The example's CountryProvider is the same shape over symfony/intl Countries, declaring its own filter[name], sort=name, and offset-window pagination — a reference-data witness with no database.

The in-memory provider

InMemoryDataProvider is a full SPI implementation over an in-memory object store. It ships as a test double and the conformance witness — every conformance test runs against both it and the Eloquent provider, so a divergence is caught on every run. It is also the honest way to serve a small fixed dataset. Construct it with the seed objects and (for writable stores) id accessor closures:

$provider = new InMemoryDataProvider('genres', $seedRows, identify: $idAccessor);
JsonApi::provider($provider);
JsonApi::persister(new InMemoryDataPersister('genres', $provider->store(), fn() => new Genre()));

The write interface

interface DataPersisterInterface
{
    public function supports(string $type): bool;
    public function instantiate(string $type): object;                 // a blank entity for create
    public function create(string $type, object $entity): object;
    public function update(string $type, object $entity): object;
    public function delete(string $type, object $entity): void;
    public function mutateRelationship(/* … */): object;               // relationship PATCH/POST/DELETE
}

instantiate() exists because the persister owns the storage mapping. mutateRelationship() applies a relationship endpoint write. Implement TransactionalDataPersisterInterface to wrap a write (and its deferred After* work) in a transaction — the Eloquent persister does this over DB::transaction.

Priority and shadowing

Providers and persisters register with a priority; the first that supports() a type wins.

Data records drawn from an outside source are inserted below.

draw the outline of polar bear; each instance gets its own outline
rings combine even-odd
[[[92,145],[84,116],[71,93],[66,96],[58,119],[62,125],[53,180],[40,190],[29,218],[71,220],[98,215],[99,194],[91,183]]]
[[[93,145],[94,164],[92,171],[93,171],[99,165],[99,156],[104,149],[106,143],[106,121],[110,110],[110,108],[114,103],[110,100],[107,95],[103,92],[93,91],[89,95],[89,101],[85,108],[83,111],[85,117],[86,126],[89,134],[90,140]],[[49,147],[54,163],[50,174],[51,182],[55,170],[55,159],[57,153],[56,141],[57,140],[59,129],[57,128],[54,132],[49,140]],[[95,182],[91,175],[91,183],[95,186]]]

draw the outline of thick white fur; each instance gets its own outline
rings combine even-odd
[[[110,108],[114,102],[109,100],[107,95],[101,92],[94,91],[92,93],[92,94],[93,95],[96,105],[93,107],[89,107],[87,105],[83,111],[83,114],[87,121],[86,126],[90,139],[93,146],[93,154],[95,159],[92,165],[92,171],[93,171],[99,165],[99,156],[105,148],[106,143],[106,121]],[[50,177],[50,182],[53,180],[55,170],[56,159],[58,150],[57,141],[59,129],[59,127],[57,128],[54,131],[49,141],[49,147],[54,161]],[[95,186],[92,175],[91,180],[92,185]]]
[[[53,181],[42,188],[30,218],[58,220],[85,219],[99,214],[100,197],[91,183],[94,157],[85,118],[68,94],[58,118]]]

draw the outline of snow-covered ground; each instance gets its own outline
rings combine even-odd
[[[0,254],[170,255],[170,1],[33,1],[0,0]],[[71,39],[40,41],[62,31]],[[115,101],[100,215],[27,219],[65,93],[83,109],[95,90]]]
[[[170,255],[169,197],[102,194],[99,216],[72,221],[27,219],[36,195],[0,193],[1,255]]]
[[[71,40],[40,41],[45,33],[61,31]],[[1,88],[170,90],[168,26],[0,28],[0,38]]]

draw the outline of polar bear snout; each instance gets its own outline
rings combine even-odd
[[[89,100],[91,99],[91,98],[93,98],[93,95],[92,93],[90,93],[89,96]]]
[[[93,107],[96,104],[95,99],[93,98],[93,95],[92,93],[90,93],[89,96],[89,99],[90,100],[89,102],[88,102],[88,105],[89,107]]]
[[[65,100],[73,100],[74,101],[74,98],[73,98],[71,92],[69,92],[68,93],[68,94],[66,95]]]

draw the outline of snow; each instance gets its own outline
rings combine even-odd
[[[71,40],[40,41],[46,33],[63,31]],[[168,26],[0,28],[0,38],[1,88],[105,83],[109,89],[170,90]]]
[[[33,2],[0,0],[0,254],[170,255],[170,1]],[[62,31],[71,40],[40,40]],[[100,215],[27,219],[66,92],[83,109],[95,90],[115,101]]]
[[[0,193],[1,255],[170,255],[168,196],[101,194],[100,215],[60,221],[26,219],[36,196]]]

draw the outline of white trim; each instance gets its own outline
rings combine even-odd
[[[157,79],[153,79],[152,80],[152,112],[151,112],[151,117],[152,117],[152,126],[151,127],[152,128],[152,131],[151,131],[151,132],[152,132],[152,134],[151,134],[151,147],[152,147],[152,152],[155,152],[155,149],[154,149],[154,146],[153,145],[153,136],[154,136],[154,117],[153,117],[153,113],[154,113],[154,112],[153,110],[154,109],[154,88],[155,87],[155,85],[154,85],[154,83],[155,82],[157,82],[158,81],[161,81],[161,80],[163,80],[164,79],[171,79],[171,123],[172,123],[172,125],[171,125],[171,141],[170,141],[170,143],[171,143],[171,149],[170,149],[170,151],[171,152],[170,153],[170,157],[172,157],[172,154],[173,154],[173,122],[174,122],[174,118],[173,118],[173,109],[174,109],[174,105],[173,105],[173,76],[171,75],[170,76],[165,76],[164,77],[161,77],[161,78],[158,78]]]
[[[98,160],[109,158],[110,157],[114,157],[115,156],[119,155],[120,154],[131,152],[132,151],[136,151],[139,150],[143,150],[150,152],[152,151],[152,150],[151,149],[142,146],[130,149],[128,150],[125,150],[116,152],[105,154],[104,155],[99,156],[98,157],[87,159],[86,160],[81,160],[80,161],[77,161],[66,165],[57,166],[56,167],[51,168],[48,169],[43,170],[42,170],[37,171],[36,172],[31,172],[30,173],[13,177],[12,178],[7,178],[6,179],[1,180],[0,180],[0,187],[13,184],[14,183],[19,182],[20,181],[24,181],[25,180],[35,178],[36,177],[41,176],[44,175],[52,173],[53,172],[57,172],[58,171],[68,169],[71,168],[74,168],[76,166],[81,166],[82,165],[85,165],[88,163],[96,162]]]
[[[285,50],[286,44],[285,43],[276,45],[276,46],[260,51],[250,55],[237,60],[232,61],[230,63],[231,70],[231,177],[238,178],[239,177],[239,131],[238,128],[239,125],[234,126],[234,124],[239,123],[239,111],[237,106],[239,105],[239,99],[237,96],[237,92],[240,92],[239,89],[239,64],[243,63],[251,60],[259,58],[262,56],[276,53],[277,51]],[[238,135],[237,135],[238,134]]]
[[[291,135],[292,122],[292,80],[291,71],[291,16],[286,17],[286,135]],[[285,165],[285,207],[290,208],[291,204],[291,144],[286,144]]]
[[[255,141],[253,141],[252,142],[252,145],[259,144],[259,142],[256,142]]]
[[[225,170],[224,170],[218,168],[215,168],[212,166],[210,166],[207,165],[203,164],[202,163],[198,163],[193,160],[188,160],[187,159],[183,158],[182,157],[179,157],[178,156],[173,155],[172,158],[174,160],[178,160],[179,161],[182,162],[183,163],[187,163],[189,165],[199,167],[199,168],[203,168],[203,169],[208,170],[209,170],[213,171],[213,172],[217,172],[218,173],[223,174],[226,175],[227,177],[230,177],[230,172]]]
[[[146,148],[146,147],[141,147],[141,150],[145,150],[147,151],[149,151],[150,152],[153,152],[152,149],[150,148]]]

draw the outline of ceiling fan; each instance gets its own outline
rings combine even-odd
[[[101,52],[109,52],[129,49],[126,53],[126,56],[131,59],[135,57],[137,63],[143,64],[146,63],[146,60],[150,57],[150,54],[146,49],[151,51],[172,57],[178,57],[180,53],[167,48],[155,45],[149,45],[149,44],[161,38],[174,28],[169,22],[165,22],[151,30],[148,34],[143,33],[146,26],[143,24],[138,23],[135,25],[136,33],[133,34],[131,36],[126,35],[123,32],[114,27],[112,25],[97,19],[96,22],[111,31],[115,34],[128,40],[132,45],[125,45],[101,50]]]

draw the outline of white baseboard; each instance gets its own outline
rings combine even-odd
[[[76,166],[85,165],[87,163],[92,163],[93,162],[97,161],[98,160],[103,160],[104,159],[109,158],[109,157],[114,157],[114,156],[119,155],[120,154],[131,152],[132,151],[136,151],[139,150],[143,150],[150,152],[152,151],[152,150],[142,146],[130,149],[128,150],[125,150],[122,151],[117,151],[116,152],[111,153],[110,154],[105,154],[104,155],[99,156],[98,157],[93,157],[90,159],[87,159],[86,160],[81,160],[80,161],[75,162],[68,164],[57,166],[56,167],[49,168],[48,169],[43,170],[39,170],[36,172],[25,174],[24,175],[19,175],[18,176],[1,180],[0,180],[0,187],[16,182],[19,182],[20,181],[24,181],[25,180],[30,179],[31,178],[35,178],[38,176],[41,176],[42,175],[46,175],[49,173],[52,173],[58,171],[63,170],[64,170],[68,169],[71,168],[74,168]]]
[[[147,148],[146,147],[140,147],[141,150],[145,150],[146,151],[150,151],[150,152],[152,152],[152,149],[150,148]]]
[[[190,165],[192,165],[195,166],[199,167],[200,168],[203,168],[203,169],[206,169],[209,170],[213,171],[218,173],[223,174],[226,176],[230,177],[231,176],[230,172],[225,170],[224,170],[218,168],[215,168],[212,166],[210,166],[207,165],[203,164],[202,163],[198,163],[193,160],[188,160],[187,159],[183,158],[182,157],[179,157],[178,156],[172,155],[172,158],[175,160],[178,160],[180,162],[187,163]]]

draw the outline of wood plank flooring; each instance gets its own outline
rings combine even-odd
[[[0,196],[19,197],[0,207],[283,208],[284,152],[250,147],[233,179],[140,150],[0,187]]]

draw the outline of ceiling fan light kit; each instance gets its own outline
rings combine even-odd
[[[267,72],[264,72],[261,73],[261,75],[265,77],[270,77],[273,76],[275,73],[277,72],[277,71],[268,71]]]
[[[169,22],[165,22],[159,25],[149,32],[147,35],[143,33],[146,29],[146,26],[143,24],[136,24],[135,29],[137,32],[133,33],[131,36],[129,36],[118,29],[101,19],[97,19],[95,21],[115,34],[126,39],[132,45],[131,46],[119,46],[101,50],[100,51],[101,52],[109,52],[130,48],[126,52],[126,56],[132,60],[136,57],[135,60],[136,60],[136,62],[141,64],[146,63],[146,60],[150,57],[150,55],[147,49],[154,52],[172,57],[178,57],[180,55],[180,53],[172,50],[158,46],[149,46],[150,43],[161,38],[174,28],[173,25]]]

The reference Eloquent pair sits at the bottom (-256 auto-registered, -128 hand-wired), so an application registration (default 0) shadows it for its own types while everything else falls through to Eloquent:

JsonApi::provider(new ChartProvider());                       // priority 0
JsonApi::provider($eloquent, priority: -128);                 // the fallback

This is how the example serves charts/countries from custom providers while every model type falls through to Eloquent, and how a libraries polymorphic-to-many can be served by a custom provider if you don't use the reference morph resolution.

Custom filters and sorts

A DataProviderInterface owns how it translates core's filter/sort vocabulary for its store: fetchCollection() receives the parsed filters/sorts on the CollectionCriteria and applies them however the backend requires (or rejects an unsupported one with core's UnsupportedFilter/UnsupportedSort). The reference Eloquent provider composes core's FilterHandlerInterface / SortHandlerInterface and extends that vocabulary through an arm seam — register an EloquentFilterArmInterface / EloquentSortArmInterface for a custom FilterInterface / SortInterface and the reference provider pushes it down without you replacing the provider. See the Eloquent arm seam.